Two FBI officials who have faced scrutiny in recent months resigned from the bureau on Friday, sources familiar with their departures have confirmed to CNN.
Lisa Page, who served as an FBI lawyer and close adviser to former Deputy Director Andrew McCabe, voluntarily resigned Friday, a source close to Page told CNN.
Page came under increasing attack after her text messages with FBI special agent Peter Strzok criticizing President Donald Trump came to light last winter. She briefly served on special counsel Robert Mueller’s team last summer before returning to her duties at the FBI.
The text messages between Strzok and her became fodder for the President and Republican lawmakers who leveled accusations that some members of the FBI working on the Russia probe are biased against Trump.

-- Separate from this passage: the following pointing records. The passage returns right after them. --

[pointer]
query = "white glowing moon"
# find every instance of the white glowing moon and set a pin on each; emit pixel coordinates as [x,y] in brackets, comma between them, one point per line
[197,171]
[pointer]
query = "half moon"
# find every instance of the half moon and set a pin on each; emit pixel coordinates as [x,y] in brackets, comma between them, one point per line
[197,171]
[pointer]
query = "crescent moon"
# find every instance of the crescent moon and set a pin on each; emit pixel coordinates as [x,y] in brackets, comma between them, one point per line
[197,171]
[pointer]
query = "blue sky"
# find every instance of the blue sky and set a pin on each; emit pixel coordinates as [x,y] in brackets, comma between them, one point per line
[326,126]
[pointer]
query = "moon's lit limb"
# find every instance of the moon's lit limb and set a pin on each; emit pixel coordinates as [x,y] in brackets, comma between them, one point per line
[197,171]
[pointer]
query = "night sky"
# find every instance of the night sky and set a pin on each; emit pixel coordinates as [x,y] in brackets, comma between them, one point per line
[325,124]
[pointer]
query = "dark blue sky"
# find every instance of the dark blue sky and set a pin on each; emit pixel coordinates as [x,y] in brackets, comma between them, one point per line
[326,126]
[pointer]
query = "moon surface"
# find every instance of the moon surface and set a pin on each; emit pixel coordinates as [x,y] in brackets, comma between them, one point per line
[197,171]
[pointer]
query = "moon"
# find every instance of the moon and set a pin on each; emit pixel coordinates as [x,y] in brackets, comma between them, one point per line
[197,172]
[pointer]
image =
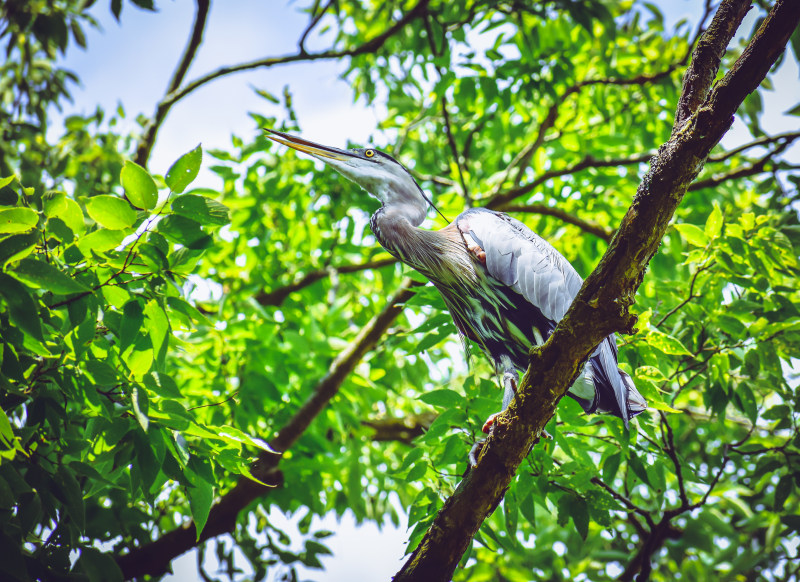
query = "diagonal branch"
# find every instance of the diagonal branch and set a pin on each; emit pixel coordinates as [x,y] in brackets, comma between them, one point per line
[707,57]
[601,306]
[154,558]
[172,97]
[200,18]
[278,295]
[585,225]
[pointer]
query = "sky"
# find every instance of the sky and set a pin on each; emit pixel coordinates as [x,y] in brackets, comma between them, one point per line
[130,64]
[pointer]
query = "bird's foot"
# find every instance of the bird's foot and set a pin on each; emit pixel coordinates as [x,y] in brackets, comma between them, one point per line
[487,426]
[479,253]
[474,453]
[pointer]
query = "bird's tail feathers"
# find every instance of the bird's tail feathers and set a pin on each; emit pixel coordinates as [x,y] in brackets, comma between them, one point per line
[636,402]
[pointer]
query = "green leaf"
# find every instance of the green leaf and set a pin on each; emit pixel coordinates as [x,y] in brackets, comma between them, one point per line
[139,362]
[201,495]
[72,216]
[184,171]
[792,522]
[611,466]
[782,491]
[579,511]
[140,406]
[793,111]
[17,246]
[132,320]
[183,231]
[54,203]
[69,493]
[713,226]
[187,309]
[162,385]
[201,209]
[6,432]
[101,241]
[692,234]
[657,405]
[101,372]
[111,212]
[140,188]
[98,566]
[17,219]
[22,309]
[43,276]
[666,344]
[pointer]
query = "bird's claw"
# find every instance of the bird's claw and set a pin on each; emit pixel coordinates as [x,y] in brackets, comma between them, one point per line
[474,453]
[487,426]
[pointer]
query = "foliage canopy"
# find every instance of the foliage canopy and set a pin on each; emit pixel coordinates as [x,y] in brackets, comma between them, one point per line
[157,335]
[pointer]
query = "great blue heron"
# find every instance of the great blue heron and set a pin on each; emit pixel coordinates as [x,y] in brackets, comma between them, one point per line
[505,286]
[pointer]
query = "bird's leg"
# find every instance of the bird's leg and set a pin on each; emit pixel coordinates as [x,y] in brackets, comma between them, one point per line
[510,383]
[474,248]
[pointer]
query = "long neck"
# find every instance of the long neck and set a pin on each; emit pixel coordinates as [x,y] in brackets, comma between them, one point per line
[439,255]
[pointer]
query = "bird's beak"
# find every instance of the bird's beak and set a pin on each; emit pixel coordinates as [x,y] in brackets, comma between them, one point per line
[309,147]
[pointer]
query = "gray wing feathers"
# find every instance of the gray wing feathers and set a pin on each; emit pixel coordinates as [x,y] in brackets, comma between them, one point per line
[521,259]
[608,359]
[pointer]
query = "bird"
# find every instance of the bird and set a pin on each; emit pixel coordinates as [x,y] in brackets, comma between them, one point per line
[505,286]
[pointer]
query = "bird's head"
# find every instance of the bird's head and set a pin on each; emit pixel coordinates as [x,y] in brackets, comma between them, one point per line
[376,172]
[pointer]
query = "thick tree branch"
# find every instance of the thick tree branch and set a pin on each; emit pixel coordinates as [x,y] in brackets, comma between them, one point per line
[602,304]
[200,18]
[172,97]
[154,558]
[707,57]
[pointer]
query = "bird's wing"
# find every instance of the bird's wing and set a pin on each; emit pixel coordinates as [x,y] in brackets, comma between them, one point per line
[521,259]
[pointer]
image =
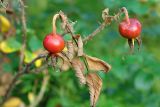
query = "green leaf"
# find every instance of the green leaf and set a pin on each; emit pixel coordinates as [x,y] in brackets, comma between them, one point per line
[34,43]
[143,81]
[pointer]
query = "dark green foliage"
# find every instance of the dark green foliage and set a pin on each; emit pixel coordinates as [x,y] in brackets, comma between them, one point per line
[134,80]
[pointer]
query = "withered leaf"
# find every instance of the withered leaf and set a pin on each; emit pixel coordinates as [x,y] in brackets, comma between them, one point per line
[79,67]
[70,53]
[94,83]
[96,64]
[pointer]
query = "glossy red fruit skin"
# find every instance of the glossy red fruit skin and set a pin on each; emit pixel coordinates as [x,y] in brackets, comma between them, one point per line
[131,30]
[53,43]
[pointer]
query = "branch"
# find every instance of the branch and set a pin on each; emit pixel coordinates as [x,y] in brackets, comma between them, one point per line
[42,91]
[107,20]
[18,75]
[24,31]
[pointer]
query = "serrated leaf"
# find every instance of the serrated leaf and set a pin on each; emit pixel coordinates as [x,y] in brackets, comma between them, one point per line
[94,83]
[79,67]
[96,64]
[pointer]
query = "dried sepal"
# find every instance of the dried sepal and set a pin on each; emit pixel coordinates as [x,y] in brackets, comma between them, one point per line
[94,83]
[139,41]
[79,68]
[71,50]
[131,45]
[80,45]
[63,65]
[96,64]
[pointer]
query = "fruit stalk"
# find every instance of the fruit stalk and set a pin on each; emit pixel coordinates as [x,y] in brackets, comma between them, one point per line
[54,23]
[124,10]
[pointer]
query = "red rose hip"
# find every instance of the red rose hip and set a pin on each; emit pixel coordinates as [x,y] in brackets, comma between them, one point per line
[54,43]
[131,29]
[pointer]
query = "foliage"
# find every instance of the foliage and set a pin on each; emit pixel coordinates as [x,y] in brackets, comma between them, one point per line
[133,80]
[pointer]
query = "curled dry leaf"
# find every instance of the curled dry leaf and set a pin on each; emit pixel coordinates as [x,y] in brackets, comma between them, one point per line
[79,67]
[70,53]
[94,83]
[96,64]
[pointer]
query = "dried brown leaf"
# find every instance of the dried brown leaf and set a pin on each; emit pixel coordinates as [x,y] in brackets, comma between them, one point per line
[79,67]
[96,64]
[70,53]
[94,83]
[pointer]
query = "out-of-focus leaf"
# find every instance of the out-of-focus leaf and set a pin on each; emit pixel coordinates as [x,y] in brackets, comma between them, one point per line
[31,97]
[13,102]
[34,43]
[94,83]
[10,45]
[143,81]
[4,24]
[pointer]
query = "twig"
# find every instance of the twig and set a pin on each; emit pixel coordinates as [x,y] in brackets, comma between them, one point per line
[90,36]
[42,91]
[24,30]
[18,75]
[108,19]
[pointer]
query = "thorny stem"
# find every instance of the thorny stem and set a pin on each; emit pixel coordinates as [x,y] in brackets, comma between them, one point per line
[124,10]
[54,23]
[24,30]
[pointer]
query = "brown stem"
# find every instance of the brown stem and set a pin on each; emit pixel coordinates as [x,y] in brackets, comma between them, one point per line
[24,31]
[124,10]
[108,19]
[54,23]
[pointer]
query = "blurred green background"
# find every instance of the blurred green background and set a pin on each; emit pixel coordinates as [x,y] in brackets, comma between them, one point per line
[134,80]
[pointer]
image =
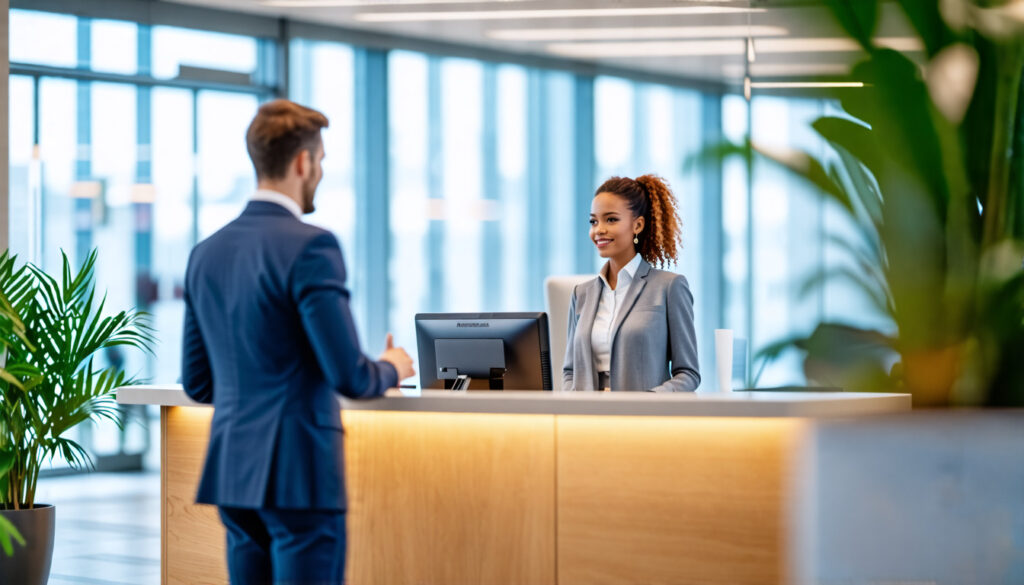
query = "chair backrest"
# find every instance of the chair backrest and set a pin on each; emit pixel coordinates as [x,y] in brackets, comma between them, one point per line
[557,293]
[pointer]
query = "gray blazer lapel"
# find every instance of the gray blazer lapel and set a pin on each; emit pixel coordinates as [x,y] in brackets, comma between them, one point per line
[584,359]
[636,287]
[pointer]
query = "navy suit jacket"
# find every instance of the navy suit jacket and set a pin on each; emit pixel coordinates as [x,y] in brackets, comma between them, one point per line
[269,341]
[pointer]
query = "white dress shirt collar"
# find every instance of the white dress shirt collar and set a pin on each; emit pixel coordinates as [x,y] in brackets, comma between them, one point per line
[629,270]
[279,198]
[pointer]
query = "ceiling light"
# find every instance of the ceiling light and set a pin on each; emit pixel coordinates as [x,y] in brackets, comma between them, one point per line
[363,3]
[803,84]
[553,13]
[784,69]
[835,45]
[622,33]
[721,47]
[655,48]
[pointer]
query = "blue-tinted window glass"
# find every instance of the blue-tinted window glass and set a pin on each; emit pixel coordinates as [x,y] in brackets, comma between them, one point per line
[786,233]
[613,129]
[559,194]
[512,220]
[43,38]
[115,46]
[59,151]
[225,174]
[173,47]
[25,168]
[324,79]
[735,226]
[411,176]
[172,183]
[462,212]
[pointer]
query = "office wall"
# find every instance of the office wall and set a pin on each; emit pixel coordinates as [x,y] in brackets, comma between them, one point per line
[4,68]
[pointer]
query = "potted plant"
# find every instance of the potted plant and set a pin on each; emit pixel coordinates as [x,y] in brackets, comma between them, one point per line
[50,382]
[928,165]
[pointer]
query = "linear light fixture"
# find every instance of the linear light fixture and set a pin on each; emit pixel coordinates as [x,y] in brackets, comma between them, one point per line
[364,3]
[625,33]
[551,13]
[720,47]
[803,84]
[784,69]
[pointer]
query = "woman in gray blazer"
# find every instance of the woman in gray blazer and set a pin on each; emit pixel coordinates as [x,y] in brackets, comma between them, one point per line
[632,327]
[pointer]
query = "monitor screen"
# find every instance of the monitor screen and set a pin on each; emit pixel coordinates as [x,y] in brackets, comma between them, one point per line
[493,350]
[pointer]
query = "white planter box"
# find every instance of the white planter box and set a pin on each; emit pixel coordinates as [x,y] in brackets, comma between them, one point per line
[929,497]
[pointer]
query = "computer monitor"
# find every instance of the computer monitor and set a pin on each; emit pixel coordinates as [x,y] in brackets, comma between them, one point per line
[483,350]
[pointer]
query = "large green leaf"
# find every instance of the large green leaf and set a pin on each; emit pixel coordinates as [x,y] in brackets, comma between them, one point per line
[51,382]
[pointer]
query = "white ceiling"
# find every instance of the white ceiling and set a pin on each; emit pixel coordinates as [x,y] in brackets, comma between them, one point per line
[794,39]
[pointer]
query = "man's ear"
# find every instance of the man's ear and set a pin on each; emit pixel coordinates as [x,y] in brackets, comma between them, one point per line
[302,163]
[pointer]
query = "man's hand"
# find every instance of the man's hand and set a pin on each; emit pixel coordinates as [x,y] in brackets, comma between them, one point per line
[397,358]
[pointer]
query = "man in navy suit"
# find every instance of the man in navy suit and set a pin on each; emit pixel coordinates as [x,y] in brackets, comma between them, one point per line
[269,341]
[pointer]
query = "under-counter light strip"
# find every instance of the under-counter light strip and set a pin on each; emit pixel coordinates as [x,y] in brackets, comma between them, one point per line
[552,13]
[625,33]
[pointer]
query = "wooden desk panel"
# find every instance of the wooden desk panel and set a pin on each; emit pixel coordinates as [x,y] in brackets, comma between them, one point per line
[193,538]
[671,501]
[434,499]
[451,499]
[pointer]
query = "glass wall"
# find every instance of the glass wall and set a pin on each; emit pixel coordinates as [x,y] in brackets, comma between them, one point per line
[137,170]
[481,185]
[482,166]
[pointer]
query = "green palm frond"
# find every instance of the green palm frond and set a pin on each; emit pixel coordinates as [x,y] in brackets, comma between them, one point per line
[51,381]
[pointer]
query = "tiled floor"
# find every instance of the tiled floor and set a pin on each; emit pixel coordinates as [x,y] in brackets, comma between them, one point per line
[108,528]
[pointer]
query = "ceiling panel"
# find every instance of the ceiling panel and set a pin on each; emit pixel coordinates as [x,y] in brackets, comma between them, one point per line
[698,40]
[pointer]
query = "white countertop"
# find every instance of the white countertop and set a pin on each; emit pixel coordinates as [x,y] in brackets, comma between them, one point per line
[742,404]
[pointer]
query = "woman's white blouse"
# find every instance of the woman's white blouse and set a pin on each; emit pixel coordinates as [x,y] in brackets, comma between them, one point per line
[600,336]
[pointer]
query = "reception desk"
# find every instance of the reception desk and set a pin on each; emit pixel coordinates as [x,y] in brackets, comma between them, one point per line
[538,488]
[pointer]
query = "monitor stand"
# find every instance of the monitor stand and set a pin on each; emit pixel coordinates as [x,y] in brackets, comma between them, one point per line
[460,382]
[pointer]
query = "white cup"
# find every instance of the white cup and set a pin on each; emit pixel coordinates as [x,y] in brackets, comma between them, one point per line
[723,359]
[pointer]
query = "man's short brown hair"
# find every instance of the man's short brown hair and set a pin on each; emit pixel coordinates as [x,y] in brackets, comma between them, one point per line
[280,131]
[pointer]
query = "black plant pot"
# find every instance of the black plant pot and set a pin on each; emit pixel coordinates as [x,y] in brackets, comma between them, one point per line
[31,563]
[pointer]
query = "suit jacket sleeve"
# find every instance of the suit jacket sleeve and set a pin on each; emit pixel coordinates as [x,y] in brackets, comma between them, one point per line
[317,284]
[567,369]
[197,377]
[682,340]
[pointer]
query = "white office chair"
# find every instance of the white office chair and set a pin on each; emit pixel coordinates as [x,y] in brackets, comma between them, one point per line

James A. Baker, the former general counsel for the FBI and one of former FBI Director James Comey’s closest advisers, also resigned Friday, according to a source familiar with Baker’s departure. A second source familiar with Baker’s thinking said his departure was unrelated to Page’s resignation and that hers came as a surprise to him. He left the FBI voluntarily, according to a person familiar with his departure.
Baker will be going to Lawfare, a national security blog affiliated with the Brookings Institution. He was tapped as the FBI’s top lawyer in January 2014, but was reassigned from his post as general counsel elsewhere in the agency last year.
Comey said in a statement on Friday, “Jim Baker represents the best of the Department of Justice and the FBI. He has protected the country and the rule of law throughout his career and leaves an inspiring legacy of service. He is what we should all hope our kids become, a person of integrity.”
Their departures were first reported by The New York Times.